Some people claim that we are now living in a post-Christian era, citing the example of the moving of the living nativity scene from Dublin’s Mansion House to St Stephen’s Green as recent evidence.
What is fast disappearing, however, is a so-called Christian era in which the Catholic Church betrayed the values enshrined in Jesus’ gospel while promoting its own interests and power in Irish society.
What is emerging is a greater sense and thirst than ever for a more just society, where communities take charge of their own destiny and reject the unjust status quo.
It’s ironic, but we’re following in the footsteps of Jesus, who spent his life proclaiming such a society. Christmas becomes what it should be – the celebration of the creation of a just and loving society.
Brendan Butler, Homefarm Road, Dublin 9
Who will listen to the nationalist view of the protocol?
Leo Varadkar says he will “listen to unionists” about concerns about the protocol. Big. We have heard their concerns loud and clear and know that both the Conservative Party and the British Labor Party are with them.
Is there a chance the Taoiseach will hear nationalistic concerns about the protocol? Those who formed part of the majority did not support Brexit up there.
In an effort to stem any rise in nationalism or republicanism, the Irish government appears to be resisting the ‘protection’ of the unions, a group that says very loudly what they want.
Who speaks for nationalists when Sinn Féin, from a Dublin perspective, is not?
John Cuffe, Dunboyne, Co.
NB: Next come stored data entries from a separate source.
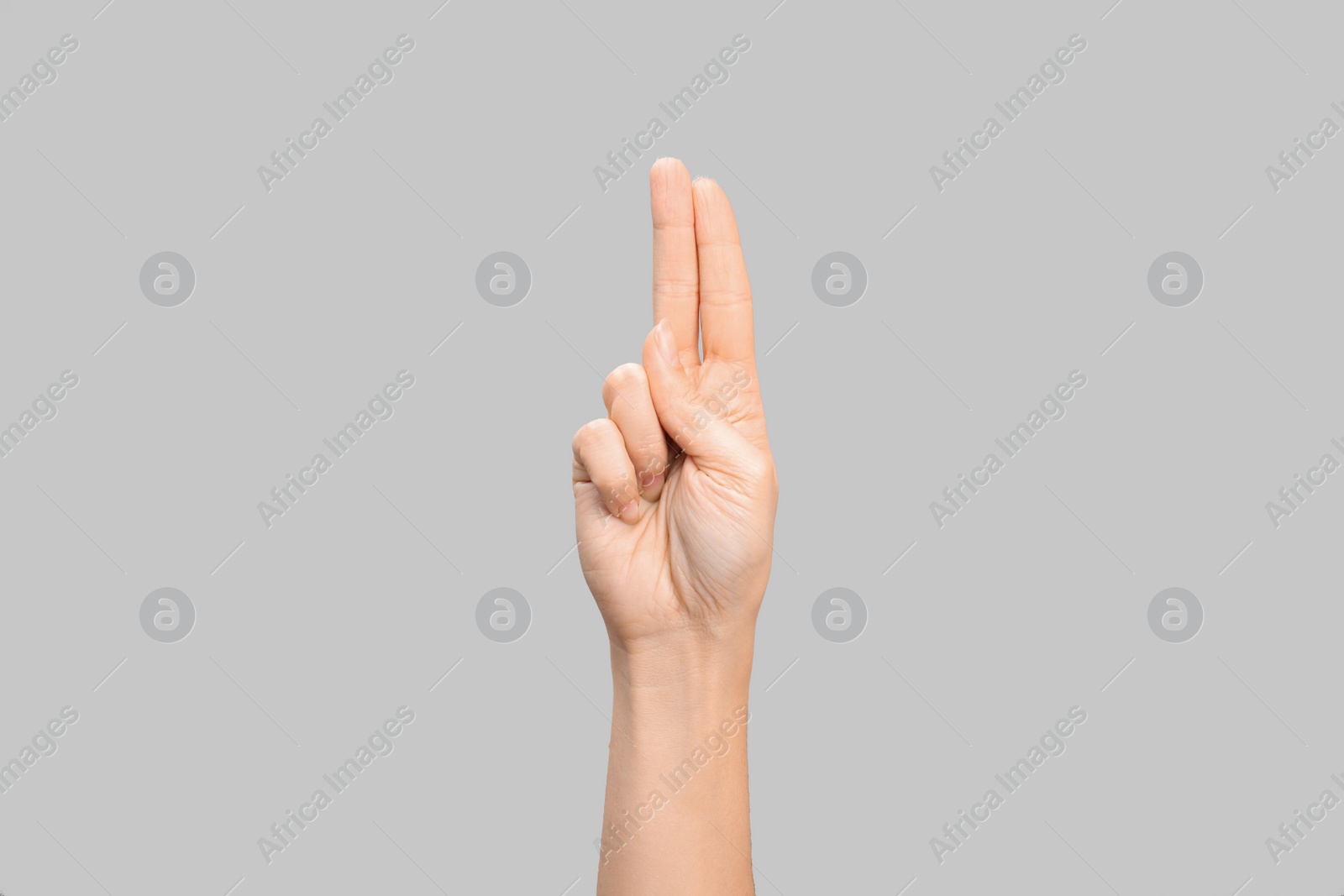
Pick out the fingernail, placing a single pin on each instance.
(663, 335)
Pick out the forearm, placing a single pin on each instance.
(676, 817)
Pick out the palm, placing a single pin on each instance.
(691, 548)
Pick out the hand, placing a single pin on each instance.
(675, 490)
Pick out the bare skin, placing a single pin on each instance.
(675, 499)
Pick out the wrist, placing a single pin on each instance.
(683, 678)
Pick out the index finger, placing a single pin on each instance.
(725, 291)
(676, 284)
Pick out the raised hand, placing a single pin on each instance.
(675, 490)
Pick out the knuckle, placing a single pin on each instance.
(588, 434)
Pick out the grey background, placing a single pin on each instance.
(311, 633)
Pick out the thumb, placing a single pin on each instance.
(696, 427)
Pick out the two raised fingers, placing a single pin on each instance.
(699, 275)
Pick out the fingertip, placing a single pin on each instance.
(669, 172)
(629, 512)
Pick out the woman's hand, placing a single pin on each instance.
(675, 490)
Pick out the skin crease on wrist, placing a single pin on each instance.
(675, 496)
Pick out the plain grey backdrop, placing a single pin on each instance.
(981, 297)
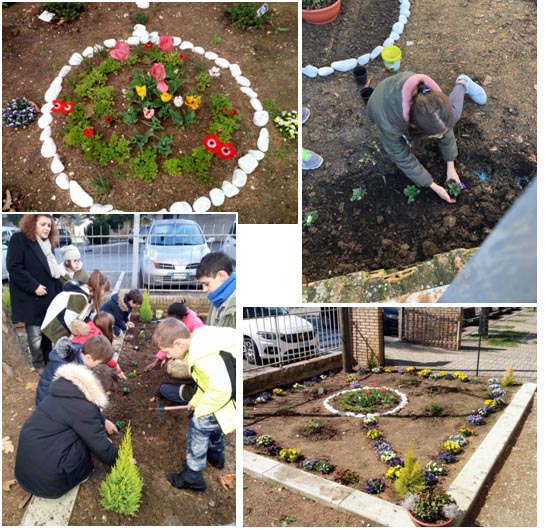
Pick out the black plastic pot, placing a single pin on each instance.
(361, 75)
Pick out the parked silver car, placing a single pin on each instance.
(171, 254)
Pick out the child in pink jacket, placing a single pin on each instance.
(180, 311)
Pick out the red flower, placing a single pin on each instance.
(211, 142)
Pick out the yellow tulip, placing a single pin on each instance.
(141, 91)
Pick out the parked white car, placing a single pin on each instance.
(272, 334)
(171, 254)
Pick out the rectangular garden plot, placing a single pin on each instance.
(159, 445)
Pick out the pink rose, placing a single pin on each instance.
(166, 43)
(121, 51)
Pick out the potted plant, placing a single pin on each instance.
(431, 507)
(320, 11)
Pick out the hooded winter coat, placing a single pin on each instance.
(388, 108)
(118, 307)
(208, 370)
(56, 442)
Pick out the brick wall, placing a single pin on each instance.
(437, 327)
(366, 334)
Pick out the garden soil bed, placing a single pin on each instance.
(493, 42)
(268, 57)
(343, 441)
(159, 445)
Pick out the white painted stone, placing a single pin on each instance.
(258, 155)
(180, 207)
(222, 63)
(63, 181)
(79, 196)
(263, 140)
(48, 148)
(249, 92)
(326, 70)
(376, 52)
(45, 120)
(75, 59)
(202, 204)
(239, 178)
(242, 80)
(310, 71)
(229, 189)
(57, 166)
(88, 52)
(64, 70)
(256, 104)
(248, 164)
(344, 66)
(46, 133)
(217, 196)
(364, 59)
(261, 117)
(235, 70)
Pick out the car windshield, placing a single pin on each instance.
(176, 234)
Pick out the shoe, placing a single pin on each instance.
(475, 92)
(310, 160)
(180, 481)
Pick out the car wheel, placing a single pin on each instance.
(251, 352)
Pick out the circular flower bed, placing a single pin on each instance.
(372, 391)
(138, 130)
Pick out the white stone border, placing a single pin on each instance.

Meath
Poverty should always be an issue, not just at Christmas
Her editorial (“Poverty Young and Old Need the Goodwill of the Nation,” December 21) mentions that Taoiseach Leo Varadkar has promised to make child poverty a priority of his new term.
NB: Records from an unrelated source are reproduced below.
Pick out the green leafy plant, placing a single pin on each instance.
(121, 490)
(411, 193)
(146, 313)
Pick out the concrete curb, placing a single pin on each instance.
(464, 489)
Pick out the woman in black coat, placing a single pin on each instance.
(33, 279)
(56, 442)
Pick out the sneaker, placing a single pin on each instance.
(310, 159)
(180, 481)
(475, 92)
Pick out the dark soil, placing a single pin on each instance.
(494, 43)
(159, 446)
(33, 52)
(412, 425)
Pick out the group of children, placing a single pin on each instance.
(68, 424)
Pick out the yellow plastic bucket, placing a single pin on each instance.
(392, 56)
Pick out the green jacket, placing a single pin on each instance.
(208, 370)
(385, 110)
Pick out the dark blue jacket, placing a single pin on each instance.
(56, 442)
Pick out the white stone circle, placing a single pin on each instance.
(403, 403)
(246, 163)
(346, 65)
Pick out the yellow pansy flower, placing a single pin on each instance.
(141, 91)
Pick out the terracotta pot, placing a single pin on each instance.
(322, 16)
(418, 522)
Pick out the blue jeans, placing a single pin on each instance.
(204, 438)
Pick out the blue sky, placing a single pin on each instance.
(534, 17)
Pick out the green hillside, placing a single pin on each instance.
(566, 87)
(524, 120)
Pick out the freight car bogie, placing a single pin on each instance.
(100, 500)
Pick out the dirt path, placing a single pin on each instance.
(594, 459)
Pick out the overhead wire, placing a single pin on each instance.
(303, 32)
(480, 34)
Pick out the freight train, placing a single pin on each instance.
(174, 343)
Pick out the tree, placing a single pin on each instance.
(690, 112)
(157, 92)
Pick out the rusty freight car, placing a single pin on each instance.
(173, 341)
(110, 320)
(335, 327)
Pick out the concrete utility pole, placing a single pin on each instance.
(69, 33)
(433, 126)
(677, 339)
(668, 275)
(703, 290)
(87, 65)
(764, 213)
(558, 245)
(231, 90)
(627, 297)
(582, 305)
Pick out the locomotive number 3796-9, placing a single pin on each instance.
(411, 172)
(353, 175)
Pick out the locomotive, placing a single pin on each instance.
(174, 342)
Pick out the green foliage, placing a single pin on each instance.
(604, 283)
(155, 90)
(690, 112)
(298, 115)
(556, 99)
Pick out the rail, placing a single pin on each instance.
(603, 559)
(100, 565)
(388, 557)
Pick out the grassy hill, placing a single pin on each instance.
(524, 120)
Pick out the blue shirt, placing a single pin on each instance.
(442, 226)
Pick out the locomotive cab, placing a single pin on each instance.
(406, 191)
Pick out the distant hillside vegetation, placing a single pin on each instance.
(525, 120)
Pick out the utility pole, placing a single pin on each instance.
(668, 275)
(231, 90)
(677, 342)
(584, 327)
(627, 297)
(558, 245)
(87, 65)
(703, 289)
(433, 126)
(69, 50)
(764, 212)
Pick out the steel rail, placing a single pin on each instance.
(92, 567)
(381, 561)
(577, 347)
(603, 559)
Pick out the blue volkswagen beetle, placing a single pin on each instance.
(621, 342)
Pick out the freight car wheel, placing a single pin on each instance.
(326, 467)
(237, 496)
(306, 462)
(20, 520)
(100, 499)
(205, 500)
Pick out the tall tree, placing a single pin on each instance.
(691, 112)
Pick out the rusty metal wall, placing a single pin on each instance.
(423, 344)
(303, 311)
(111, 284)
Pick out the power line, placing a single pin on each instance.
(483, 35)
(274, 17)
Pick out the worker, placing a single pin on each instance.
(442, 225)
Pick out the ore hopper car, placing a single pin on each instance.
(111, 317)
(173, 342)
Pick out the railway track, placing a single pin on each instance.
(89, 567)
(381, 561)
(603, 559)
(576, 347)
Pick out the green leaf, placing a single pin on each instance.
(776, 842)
I would suggest that we try to celebrate Christmas every day by focusing on the problem of poverty in general, as it should be at the top of our list at any moment, not just at Christmas.
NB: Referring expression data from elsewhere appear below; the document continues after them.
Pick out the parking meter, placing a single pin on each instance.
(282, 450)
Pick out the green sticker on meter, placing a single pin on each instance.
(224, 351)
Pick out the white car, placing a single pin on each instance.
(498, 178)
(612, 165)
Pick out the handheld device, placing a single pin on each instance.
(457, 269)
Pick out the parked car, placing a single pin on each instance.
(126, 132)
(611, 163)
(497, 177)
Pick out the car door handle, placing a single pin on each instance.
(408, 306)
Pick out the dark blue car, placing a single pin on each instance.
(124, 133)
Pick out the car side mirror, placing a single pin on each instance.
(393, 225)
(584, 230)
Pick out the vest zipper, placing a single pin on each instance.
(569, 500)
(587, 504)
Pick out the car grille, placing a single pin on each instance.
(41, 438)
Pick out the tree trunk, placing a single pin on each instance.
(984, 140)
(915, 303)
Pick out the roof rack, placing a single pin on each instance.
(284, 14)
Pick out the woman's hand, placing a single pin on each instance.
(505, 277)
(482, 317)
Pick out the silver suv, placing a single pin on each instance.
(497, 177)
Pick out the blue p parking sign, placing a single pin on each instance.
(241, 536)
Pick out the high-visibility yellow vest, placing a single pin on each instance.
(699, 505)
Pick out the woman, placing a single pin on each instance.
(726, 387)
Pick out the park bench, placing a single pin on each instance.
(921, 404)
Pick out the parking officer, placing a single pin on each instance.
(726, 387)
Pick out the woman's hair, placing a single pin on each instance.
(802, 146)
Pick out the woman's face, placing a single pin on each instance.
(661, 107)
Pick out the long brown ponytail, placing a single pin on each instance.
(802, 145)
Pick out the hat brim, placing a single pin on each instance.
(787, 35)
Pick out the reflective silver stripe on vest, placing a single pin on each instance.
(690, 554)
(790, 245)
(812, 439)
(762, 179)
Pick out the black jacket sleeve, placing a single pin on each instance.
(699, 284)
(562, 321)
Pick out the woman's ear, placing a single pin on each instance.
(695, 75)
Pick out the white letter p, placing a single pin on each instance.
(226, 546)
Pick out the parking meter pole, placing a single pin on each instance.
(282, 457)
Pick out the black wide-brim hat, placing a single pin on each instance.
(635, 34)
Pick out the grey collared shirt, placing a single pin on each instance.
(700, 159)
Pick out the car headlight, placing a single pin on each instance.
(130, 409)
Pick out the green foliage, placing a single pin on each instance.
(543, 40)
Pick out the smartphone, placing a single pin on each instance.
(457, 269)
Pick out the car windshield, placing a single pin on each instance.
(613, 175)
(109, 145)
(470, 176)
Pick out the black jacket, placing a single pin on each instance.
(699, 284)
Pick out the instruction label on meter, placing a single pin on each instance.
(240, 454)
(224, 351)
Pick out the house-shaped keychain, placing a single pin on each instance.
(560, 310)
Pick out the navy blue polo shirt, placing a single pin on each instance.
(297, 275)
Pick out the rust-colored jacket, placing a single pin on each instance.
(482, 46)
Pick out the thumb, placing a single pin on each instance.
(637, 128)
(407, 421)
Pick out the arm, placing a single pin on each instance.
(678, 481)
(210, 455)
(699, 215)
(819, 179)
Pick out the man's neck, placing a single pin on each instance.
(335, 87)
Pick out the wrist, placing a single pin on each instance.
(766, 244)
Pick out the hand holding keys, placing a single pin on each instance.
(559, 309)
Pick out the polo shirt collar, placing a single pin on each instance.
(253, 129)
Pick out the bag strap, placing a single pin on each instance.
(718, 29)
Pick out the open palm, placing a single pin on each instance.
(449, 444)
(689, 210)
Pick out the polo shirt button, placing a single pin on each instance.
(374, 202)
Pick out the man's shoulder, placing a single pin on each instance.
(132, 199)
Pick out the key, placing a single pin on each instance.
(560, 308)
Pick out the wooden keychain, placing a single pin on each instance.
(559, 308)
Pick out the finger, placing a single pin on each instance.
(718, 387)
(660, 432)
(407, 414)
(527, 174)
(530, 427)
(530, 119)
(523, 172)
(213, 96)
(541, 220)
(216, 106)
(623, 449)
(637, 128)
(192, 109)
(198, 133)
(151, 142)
Leo Gormley, Dundalk, Co Louth
We wish Ronan Collins all the best in his future projects
I’d like to wish Ronan Collins the best in his future projects after he hung up his mic today.
For almost 40 years I sent all sorts of requests to the man, and I really can’t remember him ever failing me on that score.
In the words of the late great John Prine, keep ticking Ronan.
Tom Gilsenan, Beaumont, Dublin 9
Thank you for the 38 years of tunes and memories
Far too often our radio stations, who may have spent decades educating, informing, entertaining, and teasing us, fail to hear our reflected appreciation and heartfelt thanks, since they have likely departed for their heavenly studios when we are all theirs well-deserved summons awards.
So let’s hear it now for Ronan Collins, who is leaving his radio show on RTE Radio 1 today after 38 years.
Thanks for the tunes, Ronan.
Michael Gannon, St Thomas Square, Kilkenny
The writing materials – why the letter page is good for the soul
May I agree with Aidan Hampson (“Letters to the Editor capture the public mood at its roughest” Irish IndependentDecember 22) in his praise of the Irish Independent letters page?
This letter writer has found “speaking your mind,” as Aidan puts it, cathartic for 10 years, for which I am grateful. I quote: “More than kisses, letters mix souls.”
Brian McDevitt, Glenties, Co Donegal
World Cup coin toss not as exciting as penalty shootout
AidAn Hampson (“Letters to the editor capture the public mood at its roughest” and Leo Gormley (“To fix football’s greatest game on penalties is too cruel)”, both wrote interesting letters on December 22.
Aldan’s suggestion of a 1905 book of letters to the editor would make fascinating reading, just as Leo’s idea of deciding a World Cup final with a coin toss isn’t as exciting as watching two teams go to penalties.
Finally to all Irish Independent Readers and collaborators, Merry Christmas.